Quand on demandait les premiers titres de Philippe Beck, la réponse tombait comme un couperet : épuisés. Or leur sol n'était pas épuisé, leurs significations n'étaient pas épuisées. Il fallait pouvoir remonter aux sources pour mesurer l'ampleur d'un parcours, réentendre l'authentique forgerie de la voix, en ausculter par devers soi les choix premiers, jusqu'à mieux savoir leur « noyau secret de conviction ». « Le passionné d'horlogerie » devait être restitué à l'épaisseur du temps interne à l'œuvre et à « la préface dedans ». Si bien que le corpus tout entier, répondant à sa « raison pratique », demandait à être renoué à ses origines. Or, voilà qu'Yves Di Manno a eu la bonne inspiration de redérouler trois parmi les tout premiers volumes beckiens, en « un volume / sans vieillesse », comme chante le poème liminaire d'Inciseiv ; Chambre à roman fusible, Poèmes (1997), Rude Merveilleux (1998) et Inciseiv (2000). Il faut entendre dans ce triptyque à la fois cohérence et « poésie plusieurs », qui renvoie au « pluriel natif de la poésie », commandé par « la pluralité singulière de ces lieux vivants qui s'appellent des livres ». Le déroulement chronologique du volume est donc travaillé par la différence, tout comme il se montre sans arrêt traversé par « la violence historique ». « Les pages sont des incitations à continuer » (« Pages vertes »), dans la perspective du bonheur de lecture comme dans celle, téléologique, du poète lui-même, vers le futur d'une œuvre déjà en partie réalisé et vérifié.
Ces Poésies premières tracent le sillon (le vers) d'une trajectoire qui continue à creuser et fulgurer. Le lecteur assiste, en différé, à une naissance plurielle. Naissance d'une voix à soi, celle de l'impersonnage (une sorte de bœuf-émissaire en somme, lequel justifie l'hétéro-anthologie que recouvre ce projet, sachant que le moi, le « Self », « diffère des livres qu'il semble créer fluidement » ; naissance d'un nouveau régime de sens, qui trouve d'emblée le ton de la satire moderne et déjoue les repères de la référentialité traditionnelle ; naissance enfin d'une forme qui s'explore et enregistre son orientation, du prosimètre au vers bref et densant pour lequel se prononce le poète. Et déjà, et toujours : dans la logique oxymorique du Rude Merveilleux, la recension d'« une multiplication des modèles/ et des pièges », suivant la certitude que « Tête et Cœur font/donc des logis d'érudition » (« L'…criveur accordé »). Apparaît l'autoportrait du « poète synthétique », qui allie « gai ressentiment limité/ + du chant critique/aimanté au vers qui/brille en grande et technique surface » (« Famille à niveau »). Dans la revendication de rudesse, la tradition du lyrisme sec, ici, est assumée, intensifiée, et pensée.

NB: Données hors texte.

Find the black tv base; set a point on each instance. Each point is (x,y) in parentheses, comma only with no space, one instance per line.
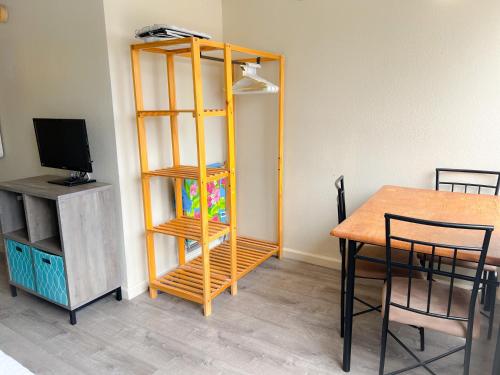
(72,181)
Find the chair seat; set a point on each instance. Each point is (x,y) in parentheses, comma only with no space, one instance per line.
(439,303)
(370,270)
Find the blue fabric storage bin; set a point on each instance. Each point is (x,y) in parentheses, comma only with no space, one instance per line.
(20,264)
(50,276)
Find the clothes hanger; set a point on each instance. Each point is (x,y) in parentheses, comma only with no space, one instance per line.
(252,83)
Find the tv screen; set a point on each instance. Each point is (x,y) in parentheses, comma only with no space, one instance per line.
(63,144)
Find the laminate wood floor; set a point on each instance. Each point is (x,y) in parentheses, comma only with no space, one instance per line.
(284,320)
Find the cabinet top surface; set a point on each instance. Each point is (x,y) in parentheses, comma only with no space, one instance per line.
(39,186)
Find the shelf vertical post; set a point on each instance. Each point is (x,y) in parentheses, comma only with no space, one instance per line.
(202,182)
(172,101)
(146,188)
(231,165)
(280,153)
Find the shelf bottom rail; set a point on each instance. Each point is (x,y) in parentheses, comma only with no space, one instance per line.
(186,281)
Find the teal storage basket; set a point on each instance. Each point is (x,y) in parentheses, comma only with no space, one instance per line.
(50,277)
(20,264)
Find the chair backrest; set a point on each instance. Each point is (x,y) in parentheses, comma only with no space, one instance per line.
(341,211)
(476,187)
(412,225)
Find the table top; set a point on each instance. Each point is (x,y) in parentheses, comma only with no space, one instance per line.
(367,223)
(39,187)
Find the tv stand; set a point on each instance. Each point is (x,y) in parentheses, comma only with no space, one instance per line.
(78,179)
(71,181)
(61,242)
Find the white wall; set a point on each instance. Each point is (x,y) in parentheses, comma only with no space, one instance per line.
(380,91)
(123,17)
(53,63)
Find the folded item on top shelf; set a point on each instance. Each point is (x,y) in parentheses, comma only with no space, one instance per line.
(161,31)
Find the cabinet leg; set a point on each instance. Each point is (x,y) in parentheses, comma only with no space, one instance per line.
(153,293)
(72,317)
(119,294)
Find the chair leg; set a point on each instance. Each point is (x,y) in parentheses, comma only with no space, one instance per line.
(342,295)
(483,288)
(422,338)
(13,291)
(383,343)
(492,301)
(487,285)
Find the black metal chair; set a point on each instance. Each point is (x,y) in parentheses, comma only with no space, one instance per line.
(438,305)
(490,274)
(364,269)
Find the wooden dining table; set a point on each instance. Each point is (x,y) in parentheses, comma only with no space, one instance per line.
(367,225)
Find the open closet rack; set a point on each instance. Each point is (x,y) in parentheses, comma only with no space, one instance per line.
(205,277)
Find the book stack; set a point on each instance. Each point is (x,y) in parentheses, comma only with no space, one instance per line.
(158,32)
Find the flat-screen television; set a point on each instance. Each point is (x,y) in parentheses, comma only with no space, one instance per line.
(63,144)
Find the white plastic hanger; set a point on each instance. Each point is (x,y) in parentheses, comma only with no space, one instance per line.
(251,83)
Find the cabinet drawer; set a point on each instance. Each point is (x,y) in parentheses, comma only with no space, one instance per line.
(50,276)
(20,264)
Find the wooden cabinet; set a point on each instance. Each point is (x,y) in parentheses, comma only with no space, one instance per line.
(61,242)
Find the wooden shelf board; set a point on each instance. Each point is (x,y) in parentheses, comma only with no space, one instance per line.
(186,281)
(189,172)
(190,228)
(168,112)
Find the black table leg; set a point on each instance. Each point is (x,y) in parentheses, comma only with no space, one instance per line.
(72,317)
(349,301)
(342,295)
(496,360)
(119,294)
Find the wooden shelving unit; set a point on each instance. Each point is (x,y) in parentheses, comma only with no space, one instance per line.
(205,277)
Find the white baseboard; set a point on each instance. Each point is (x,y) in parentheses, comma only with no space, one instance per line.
(319,260)
(131,293)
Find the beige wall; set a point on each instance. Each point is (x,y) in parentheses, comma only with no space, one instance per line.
(380,91)
(123,17)
(53,63)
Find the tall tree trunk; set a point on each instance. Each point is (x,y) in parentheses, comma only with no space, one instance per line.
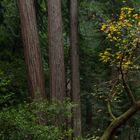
(56,50)
(31,48)
(75,67)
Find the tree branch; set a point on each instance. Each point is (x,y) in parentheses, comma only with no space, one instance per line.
(126,87)
(119,121)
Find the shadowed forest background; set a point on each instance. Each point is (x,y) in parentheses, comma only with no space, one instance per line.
(69,69)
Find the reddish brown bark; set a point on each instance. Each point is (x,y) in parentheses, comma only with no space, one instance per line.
(75,67)
(56,50)
(31,48)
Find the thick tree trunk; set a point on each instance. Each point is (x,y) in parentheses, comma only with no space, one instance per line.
(120,121)
(75,67)
(56,50)
(31,48)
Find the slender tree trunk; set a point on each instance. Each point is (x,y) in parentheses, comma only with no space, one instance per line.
(75,67)
(32,53)
(119,121)
(56,50)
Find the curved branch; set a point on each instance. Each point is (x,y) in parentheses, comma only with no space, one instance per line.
(126,87)
(120,121)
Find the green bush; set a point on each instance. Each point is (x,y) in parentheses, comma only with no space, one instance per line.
(35,121)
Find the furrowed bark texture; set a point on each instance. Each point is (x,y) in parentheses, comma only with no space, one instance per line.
(31,48)
(75,82)
(56,50)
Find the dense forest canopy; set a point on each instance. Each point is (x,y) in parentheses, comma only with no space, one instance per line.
(69,69)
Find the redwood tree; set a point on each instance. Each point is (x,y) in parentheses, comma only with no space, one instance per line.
(75,81)
(31,48)
(56,50)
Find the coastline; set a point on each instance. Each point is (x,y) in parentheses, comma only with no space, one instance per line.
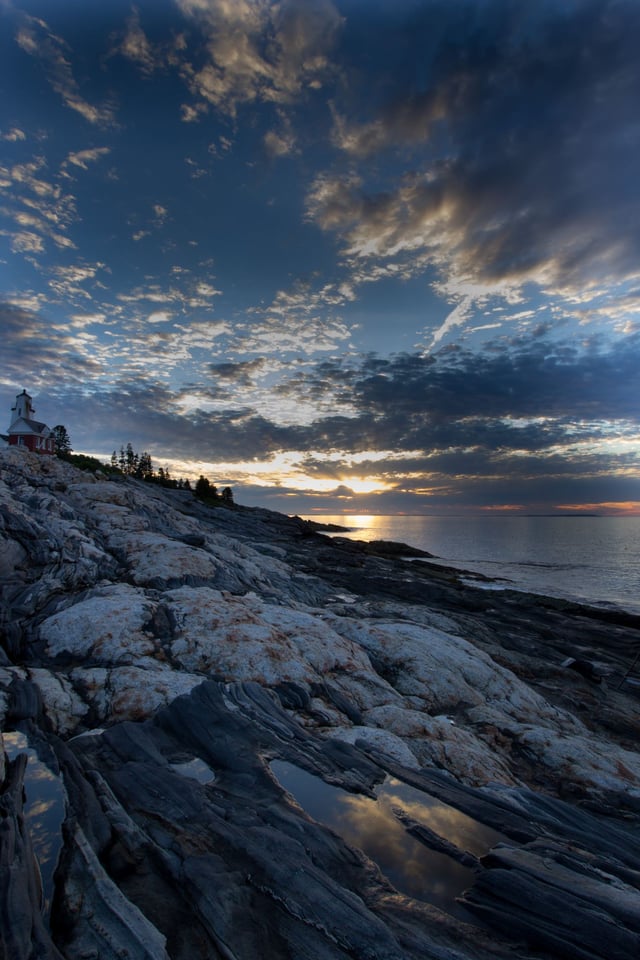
(143,631)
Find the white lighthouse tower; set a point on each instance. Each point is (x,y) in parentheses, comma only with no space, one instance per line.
(24,409)
(26,432)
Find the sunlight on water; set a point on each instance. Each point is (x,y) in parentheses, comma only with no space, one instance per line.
(373,827)
(593,560)
(44,811)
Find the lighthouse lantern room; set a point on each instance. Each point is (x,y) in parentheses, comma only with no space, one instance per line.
(26,432)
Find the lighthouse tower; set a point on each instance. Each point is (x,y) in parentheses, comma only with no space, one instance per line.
(23,409)
(26,432)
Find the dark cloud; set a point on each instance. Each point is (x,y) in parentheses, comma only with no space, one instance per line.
(526,122)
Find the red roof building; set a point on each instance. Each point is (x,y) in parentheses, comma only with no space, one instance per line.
(24,431)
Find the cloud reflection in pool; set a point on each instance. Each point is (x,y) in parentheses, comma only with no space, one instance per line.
(372,826)
(44,811)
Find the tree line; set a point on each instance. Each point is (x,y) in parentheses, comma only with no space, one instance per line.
(129,463)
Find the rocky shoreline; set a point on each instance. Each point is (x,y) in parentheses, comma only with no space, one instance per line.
(146,636)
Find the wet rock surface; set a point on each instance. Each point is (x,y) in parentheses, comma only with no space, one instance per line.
(159,654)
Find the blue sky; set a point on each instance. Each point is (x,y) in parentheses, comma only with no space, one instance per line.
(345,256)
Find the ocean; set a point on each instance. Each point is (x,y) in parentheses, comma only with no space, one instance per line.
(594,560)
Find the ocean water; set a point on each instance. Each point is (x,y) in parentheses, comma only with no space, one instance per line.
(593,560)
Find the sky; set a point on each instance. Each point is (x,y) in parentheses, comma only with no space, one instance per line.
(346,256)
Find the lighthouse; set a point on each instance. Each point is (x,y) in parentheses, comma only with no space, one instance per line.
(26,432)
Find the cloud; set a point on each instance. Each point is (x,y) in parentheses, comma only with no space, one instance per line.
(514,163)
(299,320)
(29,347)
(36,39)
(136,47)
(14,134)
(238,374)
(39,208)
(82,158)
(259,51)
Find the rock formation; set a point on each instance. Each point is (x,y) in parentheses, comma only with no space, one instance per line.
(161,654)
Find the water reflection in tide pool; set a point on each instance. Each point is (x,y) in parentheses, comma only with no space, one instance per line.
(44,811)
(370,825)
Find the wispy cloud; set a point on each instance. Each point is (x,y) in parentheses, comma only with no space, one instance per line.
(259,51)
(36,39)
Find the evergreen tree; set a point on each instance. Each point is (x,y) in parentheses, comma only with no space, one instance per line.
(61,439)
(203,488)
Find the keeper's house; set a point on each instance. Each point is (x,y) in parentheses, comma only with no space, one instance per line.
(26,432)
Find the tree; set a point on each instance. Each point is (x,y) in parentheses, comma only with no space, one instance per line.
(203,487)
(61,440)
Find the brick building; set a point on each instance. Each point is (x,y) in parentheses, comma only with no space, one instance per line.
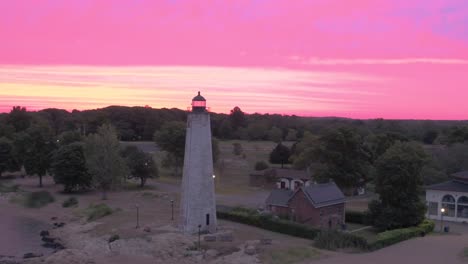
(280,178)
(319,205)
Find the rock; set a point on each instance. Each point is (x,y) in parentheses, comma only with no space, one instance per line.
(211,253)
(48,239)
(265,241)
(226,237)
(250,250)
(32,255)
(209,238)
(69,256)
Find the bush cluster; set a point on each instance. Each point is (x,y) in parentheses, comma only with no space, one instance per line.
(97,211)
(38,199)
(70,202)
(391,237)
(250,217)
(333,239)
(357,217)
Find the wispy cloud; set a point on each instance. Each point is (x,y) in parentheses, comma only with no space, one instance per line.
(383,61)
(274,90)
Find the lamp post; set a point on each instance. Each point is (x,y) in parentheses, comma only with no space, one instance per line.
(138,216)
(172,210)
(442,211)
(199,241)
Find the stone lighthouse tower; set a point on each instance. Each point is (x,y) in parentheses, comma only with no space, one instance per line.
(198,207)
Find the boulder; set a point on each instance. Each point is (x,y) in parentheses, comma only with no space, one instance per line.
(209,238)
(69,256)
(211,253)
(250,250)
(32,255)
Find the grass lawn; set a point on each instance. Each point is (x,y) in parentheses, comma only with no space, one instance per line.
(290,255)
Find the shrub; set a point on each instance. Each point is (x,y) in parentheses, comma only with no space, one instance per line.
(391,237)
(357,217)
(261,165)
(113,238)
(332,240)
(97,211)
(8,189)
(70,202)
(250,217)
(37,199)
(237,148)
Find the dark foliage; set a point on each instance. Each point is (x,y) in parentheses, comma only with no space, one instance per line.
(69,168)
(280,155)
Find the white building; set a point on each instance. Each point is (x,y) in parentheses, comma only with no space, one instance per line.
(198,207)
(452,196)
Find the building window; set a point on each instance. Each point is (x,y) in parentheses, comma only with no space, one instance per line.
(462,207)
(433,208)
(448,203)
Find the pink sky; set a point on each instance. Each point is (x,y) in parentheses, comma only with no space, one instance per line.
(350,58)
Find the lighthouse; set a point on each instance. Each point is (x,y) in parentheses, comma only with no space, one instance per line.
(198,206)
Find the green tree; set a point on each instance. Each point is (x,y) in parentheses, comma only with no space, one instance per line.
(275,134)
(237,118)
(140,164)
(103,160)
(19,118)
(7,160)
(342,156)
(292,135)
(38,151)
(398,182)
(69,137)
(261,165)
(280,155)
(69,167)
(171,138)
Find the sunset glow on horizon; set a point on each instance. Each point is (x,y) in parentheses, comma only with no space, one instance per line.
(358,59)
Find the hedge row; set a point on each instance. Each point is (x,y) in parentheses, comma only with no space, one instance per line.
(391,237)
(332,240)
(357,217)
(328,239)
(269,223)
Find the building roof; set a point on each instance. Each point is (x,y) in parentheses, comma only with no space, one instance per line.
(289,173)
(461,176)
(453,185)
(323,194)
(279,197)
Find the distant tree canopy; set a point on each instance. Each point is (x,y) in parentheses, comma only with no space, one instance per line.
(398,183)
(7,156)
(342,156)
(103,160)
(39,145)
(69,167)
(140,164)
(280,155)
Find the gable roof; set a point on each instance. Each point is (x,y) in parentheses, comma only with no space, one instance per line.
(279,197)
(461,176)
(454,186)
(323,194)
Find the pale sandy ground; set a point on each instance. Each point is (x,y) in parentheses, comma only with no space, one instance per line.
(165,245)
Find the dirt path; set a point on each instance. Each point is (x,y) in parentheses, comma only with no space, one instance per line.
(430,249)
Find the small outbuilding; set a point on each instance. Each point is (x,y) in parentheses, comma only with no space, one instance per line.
(319,205)
(280,178)
(451,196)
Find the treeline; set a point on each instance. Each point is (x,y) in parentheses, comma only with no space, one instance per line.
(140,123)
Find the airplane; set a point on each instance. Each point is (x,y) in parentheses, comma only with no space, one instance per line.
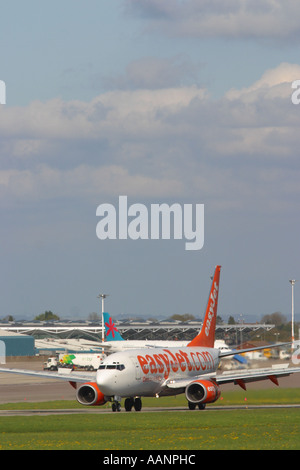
(115,342)
(156,372)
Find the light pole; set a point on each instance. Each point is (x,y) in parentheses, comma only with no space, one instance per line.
(102,296)
(293,281)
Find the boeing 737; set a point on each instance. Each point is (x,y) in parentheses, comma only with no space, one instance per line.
(156,372)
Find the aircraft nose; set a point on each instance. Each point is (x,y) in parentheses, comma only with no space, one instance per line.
(105,381)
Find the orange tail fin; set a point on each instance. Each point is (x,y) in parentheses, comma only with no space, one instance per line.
(206,337)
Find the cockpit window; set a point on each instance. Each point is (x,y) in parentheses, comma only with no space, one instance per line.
(111,366)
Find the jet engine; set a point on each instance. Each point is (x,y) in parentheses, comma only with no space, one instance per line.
(90,395)
(202,391)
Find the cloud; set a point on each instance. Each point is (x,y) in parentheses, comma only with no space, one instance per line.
(261,19)
(168,143)
(156,73)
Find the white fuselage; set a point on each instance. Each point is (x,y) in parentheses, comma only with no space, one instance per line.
(117,346)
(145,372)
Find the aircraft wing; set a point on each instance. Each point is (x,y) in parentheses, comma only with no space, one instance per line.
(67,374)
(254,375)
(237,377)
(257,348)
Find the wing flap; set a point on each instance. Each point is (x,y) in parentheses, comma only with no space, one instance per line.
(255,375)
(67,375)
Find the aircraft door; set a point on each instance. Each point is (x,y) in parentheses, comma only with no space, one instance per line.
(137,368)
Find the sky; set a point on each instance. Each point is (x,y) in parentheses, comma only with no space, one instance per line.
(165,102)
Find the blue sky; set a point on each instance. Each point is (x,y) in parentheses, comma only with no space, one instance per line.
(174,101)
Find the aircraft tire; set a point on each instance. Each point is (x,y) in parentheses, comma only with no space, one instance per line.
(137,404)
(129,403)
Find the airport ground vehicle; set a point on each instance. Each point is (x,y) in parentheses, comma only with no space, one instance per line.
(86,361)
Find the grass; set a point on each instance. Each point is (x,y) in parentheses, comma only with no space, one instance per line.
(165,430)
(237,397)
(238,429)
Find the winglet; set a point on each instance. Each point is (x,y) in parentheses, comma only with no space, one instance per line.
(111,331)
(206,337)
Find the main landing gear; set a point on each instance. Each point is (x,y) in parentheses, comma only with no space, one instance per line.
(130,403)
(192,406)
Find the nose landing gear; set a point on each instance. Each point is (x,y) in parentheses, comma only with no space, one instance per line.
(130,403)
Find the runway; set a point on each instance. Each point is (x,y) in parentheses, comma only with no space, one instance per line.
(20,388)
(100,411)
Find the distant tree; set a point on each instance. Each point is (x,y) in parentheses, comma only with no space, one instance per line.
(276,318)
(185,317)
(47,316)
(94,317)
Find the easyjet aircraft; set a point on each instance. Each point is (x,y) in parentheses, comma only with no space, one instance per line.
(150,372)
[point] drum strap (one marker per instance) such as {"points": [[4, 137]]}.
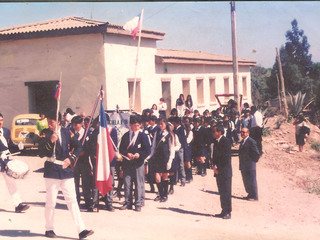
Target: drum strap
{"points": [[55, 161]]}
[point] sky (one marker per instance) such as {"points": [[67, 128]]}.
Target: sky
{"points": [[196, 26]]}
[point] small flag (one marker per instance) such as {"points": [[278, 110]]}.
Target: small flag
{"points": [[57, 91], [133, 26], [105, 154]]}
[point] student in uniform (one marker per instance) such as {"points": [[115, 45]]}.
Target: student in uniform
{"points": [[135, 148], [163, 153], [55, 144]]}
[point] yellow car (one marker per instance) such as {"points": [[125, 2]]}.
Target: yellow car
{"points": [[24, 129]]}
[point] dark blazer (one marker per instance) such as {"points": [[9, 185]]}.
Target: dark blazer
{"points": [[199, 141], [248, 154], [180, 131], [62, 152], [222, 157], [11, 146], [141, 146]]}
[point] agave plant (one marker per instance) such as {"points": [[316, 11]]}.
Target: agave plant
{"points": [[295, 103]]}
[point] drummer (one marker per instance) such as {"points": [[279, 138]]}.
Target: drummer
{"points": [[6, 147]]}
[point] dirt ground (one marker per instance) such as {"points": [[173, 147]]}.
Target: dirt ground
{"points": [[285, 209]]}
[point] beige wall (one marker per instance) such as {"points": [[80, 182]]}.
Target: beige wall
{"points": [[176, 73], [80, 58], [120, 52]]}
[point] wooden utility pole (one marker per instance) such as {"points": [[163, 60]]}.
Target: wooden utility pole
{"points": [[235, 54], [283, 90]]}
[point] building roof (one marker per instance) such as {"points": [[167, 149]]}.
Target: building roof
{"points": [[69, 25], [193, 57]]}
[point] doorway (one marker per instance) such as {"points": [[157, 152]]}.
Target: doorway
{"points": [[41, 96]]}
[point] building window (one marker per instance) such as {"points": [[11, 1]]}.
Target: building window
{"points": [[186, 87], [212, 87], [244, 87], [200, 97]]}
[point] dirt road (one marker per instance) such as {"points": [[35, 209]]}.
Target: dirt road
{"points": [[283, 211]]}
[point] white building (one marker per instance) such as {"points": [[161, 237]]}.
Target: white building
{"points": [[92, 53]]}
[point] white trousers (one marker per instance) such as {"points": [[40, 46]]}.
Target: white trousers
{"points": [[12, 188], [68, 189]]}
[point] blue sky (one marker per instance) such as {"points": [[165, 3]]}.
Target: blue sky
{"points": [[196, 26]]}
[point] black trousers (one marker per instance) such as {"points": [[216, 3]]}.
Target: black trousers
{"points": [[224, 187], [250, 183]]}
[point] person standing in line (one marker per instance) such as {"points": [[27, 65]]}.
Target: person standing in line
{"points": [[198, 146], [55, 144], [189, 103], [154, 109], [163, 153], [180, 105], [82, 168], [135, 148], [302, 131], [181, 133], [162, 107], [248, 157], [6, 147], [222, 170], [187, 153], [256, 127], [42, 123]]}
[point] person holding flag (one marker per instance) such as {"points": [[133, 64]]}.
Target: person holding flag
{"points": [[100, 147], [55, 144], [134, 147]]}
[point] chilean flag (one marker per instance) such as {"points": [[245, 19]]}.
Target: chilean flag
{"points": [[133, 26], [57, 91], [105, 154]]}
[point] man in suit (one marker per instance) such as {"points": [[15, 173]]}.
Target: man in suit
{"points": [[248, 155], [6, 147], [135, 147], [55, 144], [222, 170]]}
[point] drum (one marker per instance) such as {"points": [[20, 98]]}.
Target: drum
{"points": [[17, 169]]}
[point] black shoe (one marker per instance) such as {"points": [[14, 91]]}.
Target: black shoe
{"points": [[226, 216], [50, 234], [85, 233], [125, 206], [157, 198], [137, 209], [21, 208], [220, 215], [163, 199], [110, 208]]}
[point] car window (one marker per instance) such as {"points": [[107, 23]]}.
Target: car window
{"points": [[25, 121]]}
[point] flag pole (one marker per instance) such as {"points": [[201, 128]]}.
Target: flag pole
{"points": [[87, 129], [137, 60], [57, 113]]}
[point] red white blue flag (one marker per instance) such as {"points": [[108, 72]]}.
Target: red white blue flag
{"points": [[57, 91], [105, 154], [133, 26]]}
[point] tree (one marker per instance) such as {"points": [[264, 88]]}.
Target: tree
{"points": [[296, 63], [259, 76]]}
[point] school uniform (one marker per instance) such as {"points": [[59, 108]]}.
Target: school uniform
{"points": [[56, 177], [133, 170], [7, 146]]}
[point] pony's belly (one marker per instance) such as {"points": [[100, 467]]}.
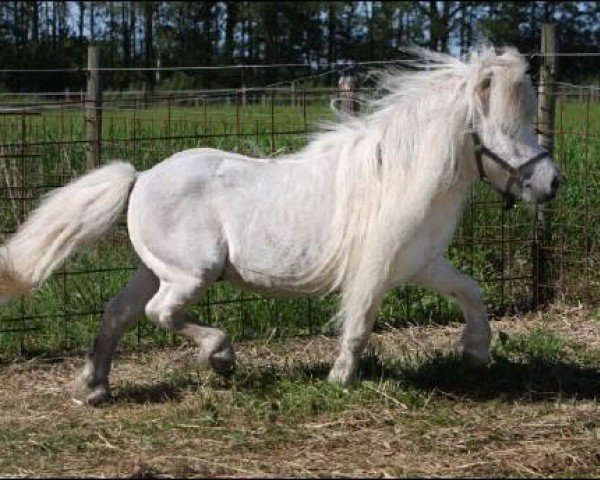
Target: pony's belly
{"points": [[268, 284]]}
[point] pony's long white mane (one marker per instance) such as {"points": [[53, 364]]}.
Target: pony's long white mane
{"points": [[396, 159]]}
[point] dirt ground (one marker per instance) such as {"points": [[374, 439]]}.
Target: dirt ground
{"points": [[416, 412]]}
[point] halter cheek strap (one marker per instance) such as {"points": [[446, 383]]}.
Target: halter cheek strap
{"points": [[515, 174]]}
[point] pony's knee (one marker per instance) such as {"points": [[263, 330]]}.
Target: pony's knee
{"points": [[118, 313], [161, 315]]}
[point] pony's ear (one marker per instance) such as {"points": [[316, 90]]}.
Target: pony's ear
{"points": [[482, 92]]}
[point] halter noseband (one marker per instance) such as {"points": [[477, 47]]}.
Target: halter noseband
{"points": [[515, 174]]}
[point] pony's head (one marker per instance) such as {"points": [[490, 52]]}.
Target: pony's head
{"points": [[506, 148]]}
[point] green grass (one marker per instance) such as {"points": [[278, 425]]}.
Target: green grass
{"points": [[491, 245]]}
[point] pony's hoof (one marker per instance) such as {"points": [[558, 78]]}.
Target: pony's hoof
{"points": [[342, 377], [85, 394], [223, 362], [98, 395], [475, 362]]}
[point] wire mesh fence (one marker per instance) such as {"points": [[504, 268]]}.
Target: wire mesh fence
{"points": [[43, 145]]}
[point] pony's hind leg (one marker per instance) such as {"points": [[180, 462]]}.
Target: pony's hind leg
{"points": [[443, 277], [120, 313], [359, 311], [166, 309]]}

En effet, à la fin du triptyque, l'adieu au prosimètre est consommé. L'importante postface jointe par l'auteur à ce livre qui en relie (et relit) trois, reconsidère son héritage historique (sur lequel reviendra Philippe Beck dans son essai, Qu'est-ce que la poésie ?, à paraître aux éditions Gallimard en 2012) et en interroge les raisons prosodiques. Car ce travail d'enquête formelle réaffirme la nécessité de trouver la formule, jusqu'à « informer le chaos dans des vers », puisque « le chaos mondain n'est pas détruit ». L'hybridité du prosimètre permet une alternance entre « le vers de mémoire et la prose d'archive et d'oubli », négociant entre eux des articulations de plus en plus problématiques dans le contexte d'époque. Par exemple De la Loire, Un Journal ainsi que Merlin Deux Fois (à paraître) adopteront à nouveau cette forme mixte, qui sert à objectiver « l'ambivalence pour le bonheur ». Cependant Poésies premières postule clairement un choix : l'adieu au prosimètre, initié par Rude Merveilleux, optant pour « le rétablissement du vers » tout en renonçant au « vers-ligne », intégral dans Inciseiv.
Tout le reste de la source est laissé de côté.